To allow AI researchers, ML engineers, Project Admins, or any other stakeholder of your AI initiatives to access projects and use AI compute resources with their AI initiatives, the administrator needs to assign users to projects. After a user is assigned to a project with the proper role, e.g. ‘L1 Researcher’, the user can submit and monitor its workloads under that project. Assigning users to departments is usually done to assign ‘Department Admin’ to manage a specific department. Other roles, such as ‘L1 Researcher’, can also be assigned to departments, this allows the researcher access to all projects within that department.
Submitting workloads¶
Now that resources are grouped into node pools, organizational units or business initiatives are mapped into projects and departments, projects’ quota parameters are set per node pool, and users are assigned to projects, you can finally submit workloads from a project and use compute resources to run your AI initiatives.
When a workload is submitted, it goes to the chosen Kubernetes cluster, and the Run:ai Scheduler handles it.

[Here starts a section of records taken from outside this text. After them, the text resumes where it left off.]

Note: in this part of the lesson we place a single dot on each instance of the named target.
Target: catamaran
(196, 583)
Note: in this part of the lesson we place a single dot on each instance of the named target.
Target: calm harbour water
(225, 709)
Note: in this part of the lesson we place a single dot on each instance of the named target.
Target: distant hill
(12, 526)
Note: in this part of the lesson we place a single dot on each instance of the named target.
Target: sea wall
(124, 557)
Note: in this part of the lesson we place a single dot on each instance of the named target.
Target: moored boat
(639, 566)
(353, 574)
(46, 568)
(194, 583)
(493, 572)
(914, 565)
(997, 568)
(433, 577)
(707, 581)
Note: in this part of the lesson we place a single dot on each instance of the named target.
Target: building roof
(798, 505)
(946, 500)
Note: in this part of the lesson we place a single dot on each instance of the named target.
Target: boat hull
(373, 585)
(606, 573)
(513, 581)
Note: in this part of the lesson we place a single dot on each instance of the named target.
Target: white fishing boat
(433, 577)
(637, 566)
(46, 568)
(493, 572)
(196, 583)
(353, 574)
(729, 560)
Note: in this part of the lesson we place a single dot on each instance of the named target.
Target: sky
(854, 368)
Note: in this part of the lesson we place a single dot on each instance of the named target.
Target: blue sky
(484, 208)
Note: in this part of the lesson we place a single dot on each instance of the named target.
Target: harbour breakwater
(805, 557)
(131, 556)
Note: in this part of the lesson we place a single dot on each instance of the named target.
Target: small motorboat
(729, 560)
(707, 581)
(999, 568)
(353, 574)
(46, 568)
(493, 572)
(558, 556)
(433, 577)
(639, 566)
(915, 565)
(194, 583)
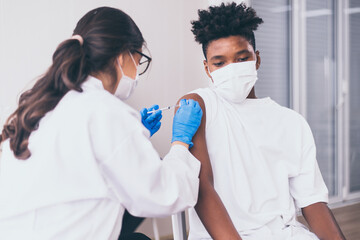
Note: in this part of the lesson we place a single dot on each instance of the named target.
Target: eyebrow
(221, 56)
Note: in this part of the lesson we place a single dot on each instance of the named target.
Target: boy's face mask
(235, 81)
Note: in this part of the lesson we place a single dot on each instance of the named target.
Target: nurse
(75, 156)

The Scheduler’s main role is to find the best-suited node or nodes for each submitted workload, so that those nodes match the resources and other characteristics requested by the workload while adhering to the quota and fairness principles of the Run:ai system. A workload can be a single pod running on a single node, or a distributed workload using multiple pods, each running on a node (or part of a node). It is not rare to find large training workloads using 128 nodes and even more, or inference workloads using multiple pods and nodes. There are numerous types of workloads, some are Kubernetes native and some are 3rd party extensions on top of Kubernetes native pods. The Run:ai Scheduler schedules any Kubernetes native workloads, Run:ai workloads, or any type of 3rd party workload.
Scopes in the organization¶
This is an example of an organization, as represented in the Run:ai platform:
The organizational tree is structured from top down under a single node headed by the account. The account is comprised of clusters, departments and projects.
Note
Different roles and permissions can be granted to specific clusters, departments and projects within an organization.
The organizational tree is structured from top down under a single node headed by the account. The account is comprised of clusters, departments and projects.
After mapping and building your hierarchal structured organization as shown above, you can assign or associate various Run:ai components (e.g. workloads, roles, assets, policies, and more) to different parts of the organization - these organizational parts are the Scopes. The following organizational example consists of 5 optional scopes:
Note
When a scope is selected, the very same unit, including all of its subordinates (both existing and any future subordinates, if added), are selected as well.